During Trump’s presidency, though, the parties have become synonymous with new and controversial values that overreach politics, and many members of each can no longer oblige the shifting tides.
“That probably explains why Cooper managed to win the state,” Voller said. “He has a certain group of values that get him Democrats and even some Republicans.”
On the other hand, some voters strongly identify with Trump’s attitude and ideals.
“To be crude,” Hinckley said, “there’s 50% of us that like what Trump says — because of his machismo, his bravado — even if it’s lies.”
Trump’s response to the coronavirus illustrates that fact, according the Hinckley. Often science has said one thing and Trump another. Despite the facts, his supporters doggedly promote untruths because they come from him, and they fervently believe it to be true.
“Really, if you have a belief,” Hinckley said, “it is as true to you as fact.”
The coronavirus pandemic is not the only demonstration of such behavior. Holding beliefs above evidence is typical human nature.
“For example, look at anti-vaxxers,” Hinckley said. “Anti-vaxxers are not necessarily anti-science. They agree with and benefit from science in other ways. But in that one thing, their values just conflict.”
Race has also distanced parts of the electorate from their opposition, and it has bucked the norm according to traditional polling standards.
“The other thing within the vote pattern is racism,” Hinckley said. “It’s hard to detect because no one wants to admit they carry racism.”
In recent months, race relations have soared to the forefront of news coverage around the country as protests continue to erupt nationwide in the wake of George Floyd’s wrongful death at policemen’s hands in Minneapolis.

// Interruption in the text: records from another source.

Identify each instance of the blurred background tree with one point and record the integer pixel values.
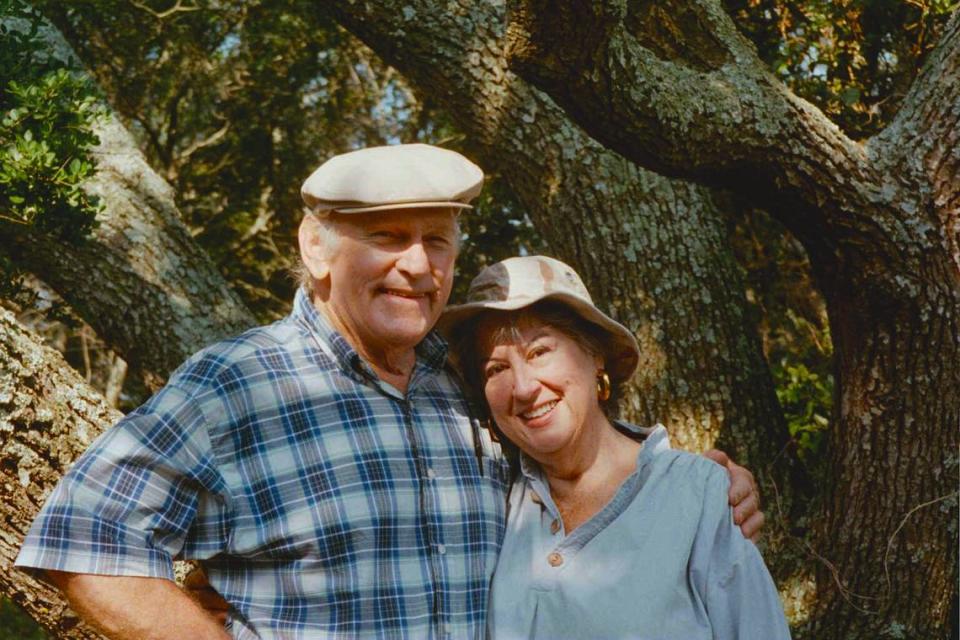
(234, 103)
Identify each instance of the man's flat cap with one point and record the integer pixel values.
(399, 176)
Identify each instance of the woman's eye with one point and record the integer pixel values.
(493, 370)
(538, 351)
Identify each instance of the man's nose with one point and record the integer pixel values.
(414, 259)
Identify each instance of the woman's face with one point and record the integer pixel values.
(541, 389)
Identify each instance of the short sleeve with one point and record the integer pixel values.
(740, 597)
(144, 491)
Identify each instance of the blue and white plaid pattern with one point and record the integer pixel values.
(322, 501)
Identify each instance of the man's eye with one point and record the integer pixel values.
(438, 241)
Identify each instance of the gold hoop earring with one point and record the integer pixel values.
(604, 387)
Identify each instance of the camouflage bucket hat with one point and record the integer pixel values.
(516, 283)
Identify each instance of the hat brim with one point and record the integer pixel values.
(622, 353)
(326, 208)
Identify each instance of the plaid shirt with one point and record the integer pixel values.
(322, 501)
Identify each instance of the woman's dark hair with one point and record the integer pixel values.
(467, 351)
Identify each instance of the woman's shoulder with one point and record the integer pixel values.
(690, 471)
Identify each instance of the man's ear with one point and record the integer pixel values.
(313, 250)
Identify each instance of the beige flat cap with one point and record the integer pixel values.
(399, 176)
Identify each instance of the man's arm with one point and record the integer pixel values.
(136, 608)
(743, 495)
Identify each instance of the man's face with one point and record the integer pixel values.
(390, 275)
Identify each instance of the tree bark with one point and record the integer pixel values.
(48, 416)
(651, 250)
(139, 280)
(880, 221)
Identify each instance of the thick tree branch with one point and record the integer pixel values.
(652, 250)
(139, 280)
(676, 88)
(48, 416)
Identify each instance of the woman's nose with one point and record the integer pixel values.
(525, 383)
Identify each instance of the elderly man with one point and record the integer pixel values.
(325, 468)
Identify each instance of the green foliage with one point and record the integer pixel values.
(46, 115)
(17, 625)
(854, 59)
(806, 397)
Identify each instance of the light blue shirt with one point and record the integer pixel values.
(662, 560)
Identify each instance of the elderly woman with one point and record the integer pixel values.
(611, 533)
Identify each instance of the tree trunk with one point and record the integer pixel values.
(139, 280)
(880, 221)
(651, 250)
(48, 416)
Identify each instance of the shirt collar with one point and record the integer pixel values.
(655, 440)
(431, 352)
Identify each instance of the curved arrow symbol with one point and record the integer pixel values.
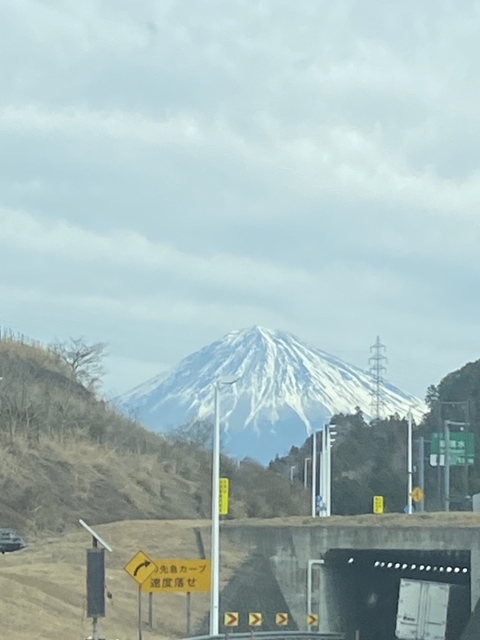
(231, 618)
(145, 564)
(282, 619)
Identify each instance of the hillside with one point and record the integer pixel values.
(65, 454)
(47, 579)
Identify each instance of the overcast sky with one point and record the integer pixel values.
(171, 170)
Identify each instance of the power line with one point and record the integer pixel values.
(377, 370)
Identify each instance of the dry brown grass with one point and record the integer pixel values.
(43, 586)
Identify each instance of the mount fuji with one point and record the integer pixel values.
(284, 389)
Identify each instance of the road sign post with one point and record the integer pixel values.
(312, 620)
(178, 575)
(281, 619)
(140, 567)
(230, 619)
(254, 619)
(417, 494)
(377, 504)
(224, 490)
(95, 578)
(461, 448)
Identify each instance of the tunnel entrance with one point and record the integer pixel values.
(368, 582)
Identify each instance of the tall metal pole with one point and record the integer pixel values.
(421, 471)
(215, 558)
(328, 471)
(314, 472)
(150, 610)
(324, 469)
(409, 464)
(305, 472)
(447, 466)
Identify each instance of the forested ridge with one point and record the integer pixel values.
(370, 458)
(67, 454)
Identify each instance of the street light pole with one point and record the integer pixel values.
(328, 468)
(409, 464)
(314, 472)
(324, 472)
(305, 472)
(215, 551)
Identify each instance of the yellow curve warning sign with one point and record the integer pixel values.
(140, 567)
(178, 575)
(223, 497)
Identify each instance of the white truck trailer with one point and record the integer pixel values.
(422, 610)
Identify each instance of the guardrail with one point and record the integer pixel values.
(291, 635)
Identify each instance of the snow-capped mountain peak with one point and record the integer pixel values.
(284, 388)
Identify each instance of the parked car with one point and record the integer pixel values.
(11, 540)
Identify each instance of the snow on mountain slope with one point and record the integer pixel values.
(284, 389)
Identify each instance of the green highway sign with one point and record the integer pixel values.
(461, 449)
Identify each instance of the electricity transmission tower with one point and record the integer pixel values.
(377, 363)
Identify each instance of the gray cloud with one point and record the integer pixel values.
(172, 170)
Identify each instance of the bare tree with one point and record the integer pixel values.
(84, 360)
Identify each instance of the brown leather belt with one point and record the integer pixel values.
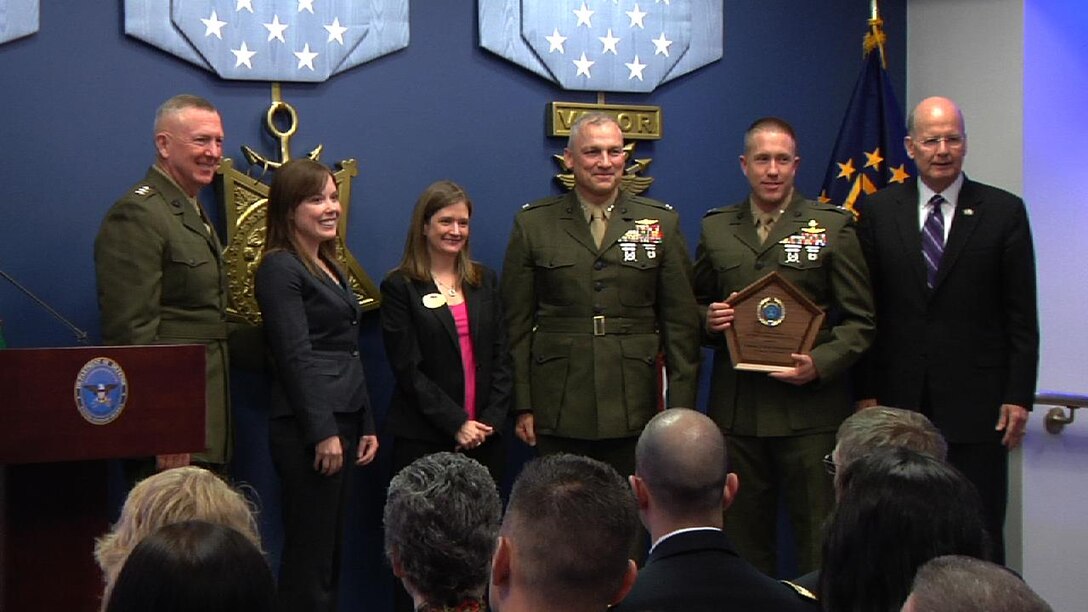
(596, 326)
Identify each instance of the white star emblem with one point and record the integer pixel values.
(306, 57)
(335, 31)
(662, 45)
(635, 16)
(555, 41)
(609, 43)
(583, 15)
(213, 26)
(275, 28)
(583, 65)
(635, 69)
(243, 56)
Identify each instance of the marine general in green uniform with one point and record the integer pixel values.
(157, 259)
(596, 283)
(781, 425)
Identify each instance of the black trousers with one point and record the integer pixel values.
(313, 508)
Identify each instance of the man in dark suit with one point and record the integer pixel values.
(953, 273)
(596, 283)
(564, 541)
(683, 486)
(159, 267)
(781, 425)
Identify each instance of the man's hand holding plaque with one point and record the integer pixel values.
(769, 326)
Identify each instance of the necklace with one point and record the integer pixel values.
(444, 288)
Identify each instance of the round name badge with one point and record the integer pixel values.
(434, 301)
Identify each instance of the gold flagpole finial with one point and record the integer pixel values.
(875, 38)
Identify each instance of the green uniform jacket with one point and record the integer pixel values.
(730, 257)
(592, 378)
(161, 281)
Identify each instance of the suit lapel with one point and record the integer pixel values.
(442, 314)
(968, 210)
(342, 289)
(790, 222)
(572, 221)
(183, 209)
(905, 218)
(743, 228)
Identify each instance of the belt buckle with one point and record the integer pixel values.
(598, 325)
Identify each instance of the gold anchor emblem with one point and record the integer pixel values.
(245, 199)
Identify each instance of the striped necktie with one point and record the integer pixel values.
(932, 239)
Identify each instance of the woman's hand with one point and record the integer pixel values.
(368, 450)
(472, 433)
(329, 455)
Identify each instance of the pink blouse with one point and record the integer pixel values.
(468, 357)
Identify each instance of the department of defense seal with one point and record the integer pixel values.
(101, 391)
(770, 311)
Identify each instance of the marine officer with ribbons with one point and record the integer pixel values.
(781, 425)
(596, 284)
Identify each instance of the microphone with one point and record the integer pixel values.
(81, 335)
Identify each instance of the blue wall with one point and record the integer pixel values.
(75, 132)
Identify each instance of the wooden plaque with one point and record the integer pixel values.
(771, 319)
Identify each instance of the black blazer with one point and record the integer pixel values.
(312, 329)
(971, 343)
(424, 353)
(700, 571)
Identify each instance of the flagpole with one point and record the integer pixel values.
(875, 38)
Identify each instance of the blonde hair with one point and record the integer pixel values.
(177, 494)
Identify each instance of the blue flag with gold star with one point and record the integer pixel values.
(868, 154)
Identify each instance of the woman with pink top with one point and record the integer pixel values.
(445, 339)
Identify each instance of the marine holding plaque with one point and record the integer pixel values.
(780, 407)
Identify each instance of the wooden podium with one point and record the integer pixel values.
(53, 480)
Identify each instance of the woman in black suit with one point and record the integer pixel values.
(320, 414)
(440, 311)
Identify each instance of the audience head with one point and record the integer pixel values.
(681, 477)
(194, 565)
(595, 157)
(442, 517)
(897, 510)
(881, 426)
(963, 584)
(183, 493)
(565, 538)
(188, 142)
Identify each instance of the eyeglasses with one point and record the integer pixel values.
(829, 464)
(953, 143)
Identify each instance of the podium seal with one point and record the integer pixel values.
(101, 391)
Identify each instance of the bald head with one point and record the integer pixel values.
(937, 142)
(935, 108)
(681, 457)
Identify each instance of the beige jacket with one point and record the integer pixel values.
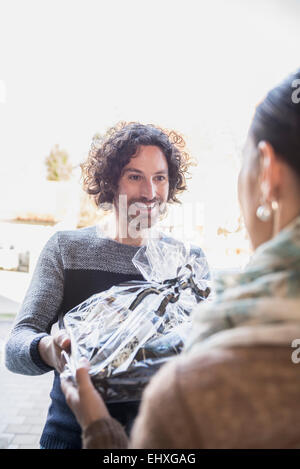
(236, 397)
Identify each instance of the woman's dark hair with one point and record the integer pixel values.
(111, 152)
(277, 120)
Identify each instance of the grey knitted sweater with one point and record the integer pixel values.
(72, 266)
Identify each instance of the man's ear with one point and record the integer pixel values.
(270, 171)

“Ninety-four percent of those were peaceful,” Hinckley said. “Six percent had violence. Out of 10,000 protests across the country, 60 had shooting incidents.”
In other words, many reports of protester violence exaggerated the relative frequency of incidents compared to the majority peaceful events that define much of the movement.
“And,” Hinckley said, “two-thirds of those shooting incidents were targeting BLM. But who gets blamed for it?”
The question was rhetorical.
“I think all that plays on people,” Hinckley said, “I only understand it because I worked in it for years.”
The deepening polarization of political ideology which has come to define this country and this state — and which Chatham County uniquely typifies — is what News & Observer reporter Andrew Carter recently described as “the two versions of North Carolina.”
“It is a divide built upon myriad socioeconomic factors, some easily quantifiable and some not,” he wrote. “Poverty rates and education levels and population changes tell part of the story. The success or failure of local economies tells another. And yet it is more difficult to put numbers to the cultural differences and conflicting worldviews that define the two North Carolinas.”
President Trump may be leaving office, but his term has awakened two movements that transcend politics: his detractors call for nationwide reform and his supporters entrench themselves in the country’s historical ideals.
Carter offered little hope of reconciliation. But Rusher is more optimistic.
“I don’t think we’ll have lasting political damages,” he said of strife that has become characteristic of this election season. “We have a good track record as a state of pulling together, and in times when it matters. I think we largely did that this cycle when it counted. And I think we’ll do it again.”
How we get there, however, remains unknown.